As Cardinal Becciu goes to court, Francis' financial reforms also on trial
The Vatican is opening criminal proceedings on July 27 against Giovanni Angelo Becciu, a once-powerful cardinal demoted by Pope Francis last fall, and nine other defendants.
They are charged with embezzlement and other crimes linked to a 2013 investment of a purported $240 million in a London real estate venture that kept swallowing money until it went bust, leaving an approximate $415 million Vatican loss.
The trial marks an emboldened turn in Francis’ papacy, likely to surpass other forensic dramas in the chain of scandals since “Vatileaks,” when Pope Benedict XVI’s butler, Paolo Gabriele, went to prison in 2012 for leaking papal documents to an Italian reporter.
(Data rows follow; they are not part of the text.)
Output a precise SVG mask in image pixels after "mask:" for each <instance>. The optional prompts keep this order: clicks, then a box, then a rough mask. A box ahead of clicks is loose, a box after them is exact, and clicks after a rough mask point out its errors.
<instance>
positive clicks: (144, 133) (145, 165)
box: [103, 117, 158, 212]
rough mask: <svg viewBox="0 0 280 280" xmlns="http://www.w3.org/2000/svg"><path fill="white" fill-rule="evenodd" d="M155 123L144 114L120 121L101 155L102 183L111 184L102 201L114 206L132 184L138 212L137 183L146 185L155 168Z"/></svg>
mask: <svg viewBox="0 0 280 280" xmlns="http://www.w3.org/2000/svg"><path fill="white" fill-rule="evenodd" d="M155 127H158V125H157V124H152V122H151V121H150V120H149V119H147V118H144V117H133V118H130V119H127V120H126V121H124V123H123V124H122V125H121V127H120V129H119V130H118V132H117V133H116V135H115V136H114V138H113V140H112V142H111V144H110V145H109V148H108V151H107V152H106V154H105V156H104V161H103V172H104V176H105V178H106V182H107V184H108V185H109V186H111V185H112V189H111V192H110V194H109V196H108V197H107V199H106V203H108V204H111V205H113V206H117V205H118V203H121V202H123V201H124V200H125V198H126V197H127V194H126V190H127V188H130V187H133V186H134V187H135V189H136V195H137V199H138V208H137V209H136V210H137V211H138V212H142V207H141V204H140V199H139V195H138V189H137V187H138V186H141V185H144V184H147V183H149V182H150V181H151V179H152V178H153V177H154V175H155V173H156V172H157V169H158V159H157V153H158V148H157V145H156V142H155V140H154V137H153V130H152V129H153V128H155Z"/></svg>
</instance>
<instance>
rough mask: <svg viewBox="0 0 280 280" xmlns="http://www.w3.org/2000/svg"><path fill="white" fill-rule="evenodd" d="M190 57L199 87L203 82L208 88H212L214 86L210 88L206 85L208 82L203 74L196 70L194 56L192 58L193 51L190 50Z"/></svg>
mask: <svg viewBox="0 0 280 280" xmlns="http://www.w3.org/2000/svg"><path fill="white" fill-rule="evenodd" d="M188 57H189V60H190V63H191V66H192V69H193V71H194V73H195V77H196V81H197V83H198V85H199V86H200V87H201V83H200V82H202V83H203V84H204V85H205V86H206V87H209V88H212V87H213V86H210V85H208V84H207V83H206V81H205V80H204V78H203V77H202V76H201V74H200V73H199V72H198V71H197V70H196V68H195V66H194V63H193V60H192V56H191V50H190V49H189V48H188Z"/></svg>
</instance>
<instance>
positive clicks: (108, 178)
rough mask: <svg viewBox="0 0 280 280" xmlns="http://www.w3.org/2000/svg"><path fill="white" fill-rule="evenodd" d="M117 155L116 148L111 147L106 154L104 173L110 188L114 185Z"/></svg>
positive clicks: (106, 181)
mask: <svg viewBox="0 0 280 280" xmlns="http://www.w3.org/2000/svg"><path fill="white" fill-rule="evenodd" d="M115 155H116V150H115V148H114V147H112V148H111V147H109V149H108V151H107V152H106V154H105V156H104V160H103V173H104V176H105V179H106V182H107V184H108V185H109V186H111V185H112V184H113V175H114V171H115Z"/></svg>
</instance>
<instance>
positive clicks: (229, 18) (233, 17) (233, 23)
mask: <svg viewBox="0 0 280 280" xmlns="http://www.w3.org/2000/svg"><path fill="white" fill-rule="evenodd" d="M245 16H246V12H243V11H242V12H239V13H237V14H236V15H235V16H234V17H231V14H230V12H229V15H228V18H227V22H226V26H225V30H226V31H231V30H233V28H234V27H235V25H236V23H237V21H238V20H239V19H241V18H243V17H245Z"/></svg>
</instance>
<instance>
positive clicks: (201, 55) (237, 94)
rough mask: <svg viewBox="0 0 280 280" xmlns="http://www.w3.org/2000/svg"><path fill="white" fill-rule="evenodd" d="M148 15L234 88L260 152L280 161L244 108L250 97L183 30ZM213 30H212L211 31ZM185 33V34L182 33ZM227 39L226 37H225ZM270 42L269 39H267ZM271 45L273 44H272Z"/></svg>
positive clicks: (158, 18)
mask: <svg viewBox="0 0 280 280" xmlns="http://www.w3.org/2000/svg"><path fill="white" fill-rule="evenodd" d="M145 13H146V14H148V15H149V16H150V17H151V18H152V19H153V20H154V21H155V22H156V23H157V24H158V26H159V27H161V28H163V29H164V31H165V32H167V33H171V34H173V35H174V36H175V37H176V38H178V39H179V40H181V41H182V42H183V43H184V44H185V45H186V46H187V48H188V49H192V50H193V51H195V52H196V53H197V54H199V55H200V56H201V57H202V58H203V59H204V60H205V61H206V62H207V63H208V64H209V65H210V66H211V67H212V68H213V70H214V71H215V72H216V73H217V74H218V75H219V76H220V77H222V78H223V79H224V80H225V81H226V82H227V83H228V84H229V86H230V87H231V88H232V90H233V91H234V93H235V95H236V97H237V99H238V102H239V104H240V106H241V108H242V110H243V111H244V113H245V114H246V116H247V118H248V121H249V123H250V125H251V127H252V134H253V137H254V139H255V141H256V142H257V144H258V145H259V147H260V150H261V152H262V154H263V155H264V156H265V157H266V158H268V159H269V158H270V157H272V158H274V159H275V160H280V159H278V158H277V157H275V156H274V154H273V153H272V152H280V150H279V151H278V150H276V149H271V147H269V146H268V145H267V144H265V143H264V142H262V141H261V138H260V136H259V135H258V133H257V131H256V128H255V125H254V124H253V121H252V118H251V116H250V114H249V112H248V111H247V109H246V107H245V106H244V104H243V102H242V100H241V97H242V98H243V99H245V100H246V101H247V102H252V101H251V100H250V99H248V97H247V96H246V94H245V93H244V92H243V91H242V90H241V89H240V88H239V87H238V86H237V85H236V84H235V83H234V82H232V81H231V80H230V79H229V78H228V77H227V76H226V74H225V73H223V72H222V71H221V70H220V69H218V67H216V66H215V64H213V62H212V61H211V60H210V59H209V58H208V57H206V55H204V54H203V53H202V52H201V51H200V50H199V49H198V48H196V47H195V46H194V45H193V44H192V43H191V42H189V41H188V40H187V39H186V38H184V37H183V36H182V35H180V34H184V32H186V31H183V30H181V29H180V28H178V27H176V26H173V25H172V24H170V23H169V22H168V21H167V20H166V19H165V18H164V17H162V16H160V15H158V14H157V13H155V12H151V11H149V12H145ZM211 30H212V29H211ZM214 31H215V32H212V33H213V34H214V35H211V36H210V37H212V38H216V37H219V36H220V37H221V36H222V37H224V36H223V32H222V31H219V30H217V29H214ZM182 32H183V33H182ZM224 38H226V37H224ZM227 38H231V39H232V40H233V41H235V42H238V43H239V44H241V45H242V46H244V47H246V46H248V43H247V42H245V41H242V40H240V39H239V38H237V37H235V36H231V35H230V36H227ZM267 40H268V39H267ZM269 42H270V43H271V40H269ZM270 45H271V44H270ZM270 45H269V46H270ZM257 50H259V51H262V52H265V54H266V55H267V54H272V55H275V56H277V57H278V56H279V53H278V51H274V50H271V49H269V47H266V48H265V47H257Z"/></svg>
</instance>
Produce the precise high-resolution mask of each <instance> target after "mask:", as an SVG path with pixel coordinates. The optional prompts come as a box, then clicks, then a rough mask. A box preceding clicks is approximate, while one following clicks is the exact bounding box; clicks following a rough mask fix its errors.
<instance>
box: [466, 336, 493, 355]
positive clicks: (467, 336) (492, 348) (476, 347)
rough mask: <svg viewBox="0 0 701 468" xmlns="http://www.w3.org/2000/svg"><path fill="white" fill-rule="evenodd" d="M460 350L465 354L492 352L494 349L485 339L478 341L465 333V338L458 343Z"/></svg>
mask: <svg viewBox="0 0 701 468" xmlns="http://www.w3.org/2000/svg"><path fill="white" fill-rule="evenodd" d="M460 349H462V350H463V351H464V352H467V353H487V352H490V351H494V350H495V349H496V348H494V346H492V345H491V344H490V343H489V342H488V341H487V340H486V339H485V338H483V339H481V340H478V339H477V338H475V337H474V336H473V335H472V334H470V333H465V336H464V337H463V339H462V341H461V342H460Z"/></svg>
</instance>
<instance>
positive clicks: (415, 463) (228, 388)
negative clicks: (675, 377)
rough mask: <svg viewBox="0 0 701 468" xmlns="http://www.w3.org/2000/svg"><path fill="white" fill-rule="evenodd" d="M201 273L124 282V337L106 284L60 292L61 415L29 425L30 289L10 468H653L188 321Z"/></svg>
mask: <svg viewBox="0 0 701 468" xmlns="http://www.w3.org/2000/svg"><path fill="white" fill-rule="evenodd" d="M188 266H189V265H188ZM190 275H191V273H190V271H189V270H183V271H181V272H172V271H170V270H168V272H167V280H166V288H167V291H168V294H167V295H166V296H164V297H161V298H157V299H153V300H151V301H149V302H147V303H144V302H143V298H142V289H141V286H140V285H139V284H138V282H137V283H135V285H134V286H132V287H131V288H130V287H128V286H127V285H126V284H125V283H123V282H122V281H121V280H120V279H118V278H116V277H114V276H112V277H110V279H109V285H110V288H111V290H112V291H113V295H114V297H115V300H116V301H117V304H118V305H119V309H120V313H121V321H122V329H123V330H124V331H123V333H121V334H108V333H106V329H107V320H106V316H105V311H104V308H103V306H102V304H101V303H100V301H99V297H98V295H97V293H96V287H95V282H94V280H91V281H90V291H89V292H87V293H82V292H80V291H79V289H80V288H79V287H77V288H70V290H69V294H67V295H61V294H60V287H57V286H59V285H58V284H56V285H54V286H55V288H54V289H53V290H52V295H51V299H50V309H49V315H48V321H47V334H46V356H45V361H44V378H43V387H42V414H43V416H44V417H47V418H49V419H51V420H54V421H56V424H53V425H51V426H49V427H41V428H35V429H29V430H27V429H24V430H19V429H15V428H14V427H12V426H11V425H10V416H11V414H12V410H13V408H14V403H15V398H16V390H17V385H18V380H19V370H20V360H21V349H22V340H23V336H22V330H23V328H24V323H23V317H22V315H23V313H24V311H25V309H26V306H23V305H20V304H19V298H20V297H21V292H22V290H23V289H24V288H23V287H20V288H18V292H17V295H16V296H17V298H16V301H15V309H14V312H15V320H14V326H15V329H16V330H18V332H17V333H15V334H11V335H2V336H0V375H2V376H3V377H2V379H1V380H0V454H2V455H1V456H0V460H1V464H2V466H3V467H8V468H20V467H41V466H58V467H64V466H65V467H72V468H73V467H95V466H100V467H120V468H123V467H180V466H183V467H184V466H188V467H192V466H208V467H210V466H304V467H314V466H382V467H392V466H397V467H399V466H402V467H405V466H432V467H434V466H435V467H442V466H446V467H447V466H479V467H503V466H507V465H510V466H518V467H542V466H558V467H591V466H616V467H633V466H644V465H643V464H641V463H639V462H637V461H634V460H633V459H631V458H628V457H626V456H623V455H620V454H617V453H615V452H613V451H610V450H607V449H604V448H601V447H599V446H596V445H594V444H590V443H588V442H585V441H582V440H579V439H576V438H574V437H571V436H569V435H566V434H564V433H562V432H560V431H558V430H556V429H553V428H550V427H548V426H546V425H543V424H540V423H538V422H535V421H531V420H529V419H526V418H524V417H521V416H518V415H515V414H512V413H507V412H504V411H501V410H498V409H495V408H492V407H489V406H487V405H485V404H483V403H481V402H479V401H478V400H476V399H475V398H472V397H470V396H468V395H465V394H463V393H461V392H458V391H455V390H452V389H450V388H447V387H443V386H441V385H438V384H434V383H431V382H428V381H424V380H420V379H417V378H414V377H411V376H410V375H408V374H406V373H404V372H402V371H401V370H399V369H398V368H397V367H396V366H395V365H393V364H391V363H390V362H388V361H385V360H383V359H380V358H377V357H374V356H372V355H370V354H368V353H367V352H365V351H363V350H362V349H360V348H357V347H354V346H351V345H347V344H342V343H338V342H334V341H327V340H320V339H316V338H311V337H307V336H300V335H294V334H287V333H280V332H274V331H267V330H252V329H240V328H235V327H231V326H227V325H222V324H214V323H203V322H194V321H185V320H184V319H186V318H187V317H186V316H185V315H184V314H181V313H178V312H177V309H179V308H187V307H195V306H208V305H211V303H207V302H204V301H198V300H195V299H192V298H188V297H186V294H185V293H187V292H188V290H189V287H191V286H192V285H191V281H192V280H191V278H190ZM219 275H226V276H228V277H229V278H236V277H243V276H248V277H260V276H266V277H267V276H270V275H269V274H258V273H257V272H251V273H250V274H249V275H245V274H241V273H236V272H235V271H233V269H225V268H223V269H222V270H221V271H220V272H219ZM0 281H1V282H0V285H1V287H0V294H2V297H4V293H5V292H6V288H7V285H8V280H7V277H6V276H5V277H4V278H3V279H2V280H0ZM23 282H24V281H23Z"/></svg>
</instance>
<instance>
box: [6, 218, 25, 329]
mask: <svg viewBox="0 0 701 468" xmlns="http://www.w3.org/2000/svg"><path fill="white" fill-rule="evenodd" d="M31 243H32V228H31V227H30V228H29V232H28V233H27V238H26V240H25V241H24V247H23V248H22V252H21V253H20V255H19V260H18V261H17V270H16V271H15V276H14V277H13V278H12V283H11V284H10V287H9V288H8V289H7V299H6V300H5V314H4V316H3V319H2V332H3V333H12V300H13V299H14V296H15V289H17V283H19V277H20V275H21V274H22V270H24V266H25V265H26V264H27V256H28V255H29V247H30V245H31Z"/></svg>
In that trial, the magistrate barred key evidence from a secret report by three cardinals that could have shed light on who assisted Gabriele.
In the current trial, the prosecution’s web work of links among defendants has attacked the leaders of both the Vatican bank (formally, the Institute for the Works of Religion) and the Vatican’s wider financial watchdog apparatus.
The trial before a magistrate has no jury. Prosecutions in Western courts rely on a story, a simpler-the-better narrative in proving guilt. This one resembles a police procedural directed by Fellini.
Still, the trial is the sharpest sign of Francis’ evolving legal strategy in response to church scandals.
Francis has fashioned a two-pronged approach. As a sovereign monarch, he has engineered major revisions in the Code of Canon Law to hold bishops more accountable for negligence and abuse, bringing the church closer to procedures in Western courts.
Fr. Tom Doyle, a veteran canonist, an inactive Dominican priest and expert witness in cases for clergy abuse survivors, credits Francis’ canon law reforms, among which was the removing of the use of strict confidentiality rules in proceedings involving sexual abuse.
The so-called pontifical secret is no longer to apply to any accusations, proceedings or final decisions involving clergy abuse. “It means legitimate requests for church documents in litigation should be respected,” said Doyle.
He told NCR: “In some cases I’ve seen, they’re still fighting for documents. Some of the dioceses are still trying to get confidentiality into settlements. Having the pope on your side in a civil pleading helps.”
Alternatively, said Doyle: “Francis is in a political system that can stonewall him. The Roman Curia has hidden agendas all over the place; he’s managed to cut through that in finding some people he can trust.”
Beyond revising the Code of Canon Law, the Vatican City State under Francis is taking a more aggressive role in prosecuting cases within its legal jurisdiction, far more so than under Popes Benedict XVI and John Paul II in the past.